Spin-Orbit Torque Switching of Noncollinear Antiferromagnetic Antiperovskite Manganese Nitride Mn$_3$GaN

TL;DR

This paper demonstrates room-temperature spin-orbit torque switching in noncollinear antiferromagnetic Mn3GaN using the anomalous Hall effect, enabling efficient control of magnetic states for spintronics and neuromorphic computing.

Contribution

It introduces a method for electrical manipulation of noncollinear antiferromagnetic spins without external magnetic fields in Mn3GaN.

Findings

Successful room-temperature spin-orbit torque switching observed.

Pulse-width dependence indicates torque dominates thermal effects.

Multistate memristive switching demonstrated.

Abstract

Noncollinear antiferromagnets have promising potential to replace ferromagnets in the field of spintronics as high-density devices with ultrafast operation.

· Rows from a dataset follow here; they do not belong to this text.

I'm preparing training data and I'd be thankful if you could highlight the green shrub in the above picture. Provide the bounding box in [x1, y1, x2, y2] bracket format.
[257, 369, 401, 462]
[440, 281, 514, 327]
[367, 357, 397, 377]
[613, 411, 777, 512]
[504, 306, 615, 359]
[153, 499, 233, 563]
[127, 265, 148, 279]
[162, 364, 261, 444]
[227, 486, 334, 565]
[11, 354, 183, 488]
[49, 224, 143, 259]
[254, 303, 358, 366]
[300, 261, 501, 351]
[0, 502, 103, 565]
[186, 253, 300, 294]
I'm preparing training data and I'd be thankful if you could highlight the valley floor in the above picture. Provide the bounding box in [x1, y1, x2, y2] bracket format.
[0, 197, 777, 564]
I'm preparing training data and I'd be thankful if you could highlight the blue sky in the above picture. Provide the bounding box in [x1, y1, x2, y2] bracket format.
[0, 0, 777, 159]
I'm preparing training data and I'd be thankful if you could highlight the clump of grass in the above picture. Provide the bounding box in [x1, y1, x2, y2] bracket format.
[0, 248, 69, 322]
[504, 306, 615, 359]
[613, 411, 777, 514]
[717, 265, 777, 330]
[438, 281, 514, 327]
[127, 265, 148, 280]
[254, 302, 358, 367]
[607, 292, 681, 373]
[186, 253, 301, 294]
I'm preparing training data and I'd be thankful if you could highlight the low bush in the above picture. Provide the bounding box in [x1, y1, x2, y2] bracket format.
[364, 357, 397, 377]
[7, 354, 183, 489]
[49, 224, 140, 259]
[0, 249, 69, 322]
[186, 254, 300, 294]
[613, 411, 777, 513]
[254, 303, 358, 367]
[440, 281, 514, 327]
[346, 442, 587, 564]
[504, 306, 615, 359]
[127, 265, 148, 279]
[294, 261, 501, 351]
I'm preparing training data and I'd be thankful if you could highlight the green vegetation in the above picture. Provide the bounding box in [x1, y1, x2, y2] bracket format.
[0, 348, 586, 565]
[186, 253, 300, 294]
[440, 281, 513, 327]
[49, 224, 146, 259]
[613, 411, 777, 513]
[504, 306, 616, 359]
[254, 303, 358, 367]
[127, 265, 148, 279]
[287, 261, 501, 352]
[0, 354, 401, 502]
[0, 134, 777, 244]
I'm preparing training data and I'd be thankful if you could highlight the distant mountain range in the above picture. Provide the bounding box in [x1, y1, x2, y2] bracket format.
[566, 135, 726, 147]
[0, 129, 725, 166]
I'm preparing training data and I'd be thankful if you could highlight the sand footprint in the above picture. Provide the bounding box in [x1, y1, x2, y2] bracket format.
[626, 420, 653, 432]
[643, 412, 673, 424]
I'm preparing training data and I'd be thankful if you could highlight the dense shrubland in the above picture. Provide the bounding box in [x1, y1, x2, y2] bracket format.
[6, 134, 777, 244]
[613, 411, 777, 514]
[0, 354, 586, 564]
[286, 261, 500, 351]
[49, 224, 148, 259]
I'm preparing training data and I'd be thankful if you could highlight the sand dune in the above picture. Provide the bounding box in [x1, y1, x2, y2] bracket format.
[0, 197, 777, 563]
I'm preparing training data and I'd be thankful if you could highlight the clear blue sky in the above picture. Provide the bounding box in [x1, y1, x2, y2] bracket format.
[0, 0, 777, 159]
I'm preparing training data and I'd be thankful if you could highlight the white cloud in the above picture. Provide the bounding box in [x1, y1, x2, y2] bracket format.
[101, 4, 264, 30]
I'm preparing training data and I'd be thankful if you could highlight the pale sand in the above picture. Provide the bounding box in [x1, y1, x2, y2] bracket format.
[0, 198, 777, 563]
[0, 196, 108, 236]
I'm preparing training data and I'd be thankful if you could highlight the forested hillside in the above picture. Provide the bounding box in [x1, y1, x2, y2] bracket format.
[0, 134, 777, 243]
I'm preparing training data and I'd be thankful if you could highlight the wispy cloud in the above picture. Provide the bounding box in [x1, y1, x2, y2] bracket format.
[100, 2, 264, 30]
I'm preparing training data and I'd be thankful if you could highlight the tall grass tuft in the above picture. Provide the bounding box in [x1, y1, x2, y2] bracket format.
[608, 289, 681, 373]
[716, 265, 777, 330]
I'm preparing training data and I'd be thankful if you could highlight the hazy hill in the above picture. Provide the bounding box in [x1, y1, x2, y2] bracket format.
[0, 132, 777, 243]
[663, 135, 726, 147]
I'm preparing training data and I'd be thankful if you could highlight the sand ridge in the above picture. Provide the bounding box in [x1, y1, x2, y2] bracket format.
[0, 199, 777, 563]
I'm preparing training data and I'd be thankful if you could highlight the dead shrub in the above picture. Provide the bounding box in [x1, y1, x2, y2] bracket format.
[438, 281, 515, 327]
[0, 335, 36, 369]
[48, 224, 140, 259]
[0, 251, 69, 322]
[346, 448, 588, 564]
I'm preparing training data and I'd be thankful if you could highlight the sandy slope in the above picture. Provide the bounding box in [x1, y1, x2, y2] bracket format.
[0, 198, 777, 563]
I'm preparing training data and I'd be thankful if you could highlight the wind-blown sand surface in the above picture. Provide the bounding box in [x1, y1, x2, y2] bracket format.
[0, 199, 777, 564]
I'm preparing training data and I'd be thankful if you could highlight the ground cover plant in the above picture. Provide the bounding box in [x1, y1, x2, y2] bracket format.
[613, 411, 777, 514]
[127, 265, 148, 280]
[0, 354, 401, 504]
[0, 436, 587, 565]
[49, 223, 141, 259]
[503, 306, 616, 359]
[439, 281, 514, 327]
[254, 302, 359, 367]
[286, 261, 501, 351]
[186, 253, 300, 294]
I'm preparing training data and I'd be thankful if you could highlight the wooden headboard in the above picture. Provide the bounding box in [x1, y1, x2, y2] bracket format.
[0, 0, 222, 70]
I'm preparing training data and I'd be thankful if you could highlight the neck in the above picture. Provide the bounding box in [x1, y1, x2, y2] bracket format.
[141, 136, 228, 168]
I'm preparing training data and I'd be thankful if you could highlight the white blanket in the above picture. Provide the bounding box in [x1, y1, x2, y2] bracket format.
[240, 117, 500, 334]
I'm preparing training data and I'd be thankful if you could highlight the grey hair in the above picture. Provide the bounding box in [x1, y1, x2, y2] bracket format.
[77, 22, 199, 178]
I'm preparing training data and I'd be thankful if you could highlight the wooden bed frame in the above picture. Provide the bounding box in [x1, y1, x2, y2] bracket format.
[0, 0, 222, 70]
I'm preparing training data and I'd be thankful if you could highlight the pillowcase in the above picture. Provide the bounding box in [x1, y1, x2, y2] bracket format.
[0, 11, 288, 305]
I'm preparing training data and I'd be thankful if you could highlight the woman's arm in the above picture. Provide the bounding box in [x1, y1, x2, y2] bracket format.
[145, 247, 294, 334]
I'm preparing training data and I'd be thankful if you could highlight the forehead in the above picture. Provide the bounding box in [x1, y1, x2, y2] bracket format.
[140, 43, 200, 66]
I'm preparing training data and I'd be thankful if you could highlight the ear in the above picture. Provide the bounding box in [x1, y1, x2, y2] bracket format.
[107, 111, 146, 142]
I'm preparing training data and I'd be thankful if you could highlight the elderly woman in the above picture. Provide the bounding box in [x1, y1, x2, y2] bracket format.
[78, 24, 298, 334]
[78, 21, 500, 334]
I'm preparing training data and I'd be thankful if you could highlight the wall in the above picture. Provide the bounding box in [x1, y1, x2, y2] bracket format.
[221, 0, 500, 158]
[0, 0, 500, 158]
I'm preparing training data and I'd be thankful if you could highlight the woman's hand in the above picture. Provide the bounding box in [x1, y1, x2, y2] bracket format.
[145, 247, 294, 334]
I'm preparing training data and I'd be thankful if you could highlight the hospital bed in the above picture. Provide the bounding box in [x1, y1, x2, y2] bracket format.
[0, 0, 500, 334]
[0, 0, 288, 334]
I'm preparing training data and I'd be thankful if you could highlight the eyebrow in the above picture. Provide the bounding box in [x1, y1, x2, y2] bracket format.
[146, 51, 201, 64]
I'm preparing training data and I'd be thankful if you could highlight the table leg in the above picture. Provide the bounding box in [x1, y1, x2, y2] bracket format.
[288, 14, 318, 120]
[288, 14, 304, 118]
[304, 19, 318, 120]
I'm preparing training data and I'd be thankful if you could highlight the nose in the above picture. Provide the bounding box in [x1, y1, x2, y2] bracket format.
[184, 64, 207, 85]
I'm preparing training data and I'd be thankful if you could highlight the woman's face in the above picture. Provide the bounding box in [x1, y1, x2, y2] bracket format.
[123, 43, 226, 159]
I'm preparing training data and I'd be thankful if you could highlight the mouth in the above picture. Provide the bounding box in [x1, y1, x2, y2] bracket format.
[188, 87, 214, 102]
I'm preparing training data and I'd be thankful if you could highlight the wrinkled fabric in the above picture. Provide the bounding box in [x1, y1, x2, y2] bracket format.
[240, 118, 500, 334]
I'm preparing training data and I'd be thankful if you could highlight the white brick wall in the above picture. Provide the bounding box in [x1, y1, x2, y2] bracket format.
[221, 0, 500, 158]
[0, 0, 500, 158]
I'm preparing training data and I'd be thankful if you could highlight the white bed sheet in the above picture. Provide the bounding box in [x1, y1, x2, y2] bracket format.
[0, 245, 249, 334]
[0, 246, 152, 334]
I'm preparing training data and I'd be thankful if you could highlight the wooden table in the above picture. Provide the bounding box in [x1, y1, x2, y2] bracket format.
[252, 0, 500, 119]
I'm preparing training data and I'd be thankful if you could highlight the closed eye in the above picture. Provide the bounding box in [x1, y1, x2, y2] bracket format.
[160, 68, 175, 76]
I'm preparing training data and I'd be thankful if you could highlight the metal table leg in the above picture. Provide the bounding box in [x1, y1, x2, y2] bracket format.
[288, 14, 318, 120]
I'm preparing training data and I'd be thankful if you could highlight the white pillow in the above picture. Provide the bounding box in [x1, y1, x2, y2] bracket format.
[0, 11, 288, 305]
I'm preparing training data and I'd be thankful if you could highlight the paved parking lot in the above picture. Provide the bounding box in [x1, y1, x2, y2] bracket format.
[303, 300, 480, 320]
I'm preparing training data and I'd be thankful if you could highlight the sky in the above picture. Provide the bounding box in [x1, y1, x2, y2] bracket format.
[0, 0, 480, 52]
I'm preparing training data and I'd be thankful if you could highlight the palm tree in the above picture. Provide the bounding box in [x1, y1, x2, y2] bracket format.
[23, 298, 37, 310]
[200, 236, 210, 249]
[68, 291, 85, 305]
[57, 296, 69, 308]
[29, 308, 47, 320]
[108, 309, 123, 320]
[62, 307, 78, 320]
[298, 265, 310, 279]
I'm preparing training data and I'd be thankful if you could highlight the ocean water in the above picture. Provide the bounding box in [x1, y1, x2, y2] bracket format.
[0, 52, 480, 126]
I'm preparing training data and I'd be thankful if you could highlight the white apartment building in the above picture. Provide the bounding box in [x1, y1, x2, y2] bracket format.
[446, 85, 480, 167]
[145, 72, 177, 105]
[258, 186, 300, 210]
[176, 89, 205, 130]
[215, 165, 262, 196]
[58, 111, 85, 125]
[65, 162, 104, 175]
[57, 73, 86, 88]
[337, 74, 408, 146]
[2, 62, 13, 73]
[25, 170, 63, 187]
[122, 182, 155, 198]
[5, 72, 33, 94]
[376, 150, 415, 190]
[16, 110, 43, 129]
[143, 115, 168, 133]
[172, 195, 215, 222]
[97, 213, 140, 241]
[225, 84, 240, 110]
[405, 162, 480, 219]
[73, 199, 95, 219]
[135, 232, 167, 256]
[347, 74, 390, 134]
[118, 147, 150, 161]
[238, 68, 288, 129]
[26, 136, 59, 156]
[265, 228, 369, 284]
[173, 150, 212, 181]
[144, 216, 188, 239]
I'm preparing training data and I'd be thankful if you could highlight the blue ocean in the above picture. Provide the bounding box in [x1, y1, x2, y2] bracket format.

To take full advantage of noncollinear antiferromagnets in spintronics applications, it is important to achieve efficient manipulation of noncollinear antiferromagnetic spin. Here, using the anomalous Hall effect as an electrical signal of the triangular magnetic configuration, spin-orbit torque switching with no external magnetic field is demonstrated in noncollinear antiferromagnetic antiperovskite manganese nitride Mn$_3$GaN at room temperature. The pulse-width dependence and subsequent relaxation of Hall signal behavior indicate that the spin-orbit torque plays a more important role than the thermal contribution due to pulse injection. In addition, multistate memristive switching with respect to pulse current density was observed. The findings advance the effective control of noncollinear antiferromagnetic spin, facilitating the use of such materials in antiferromagnetic spintronics and neuromorphic computing applications.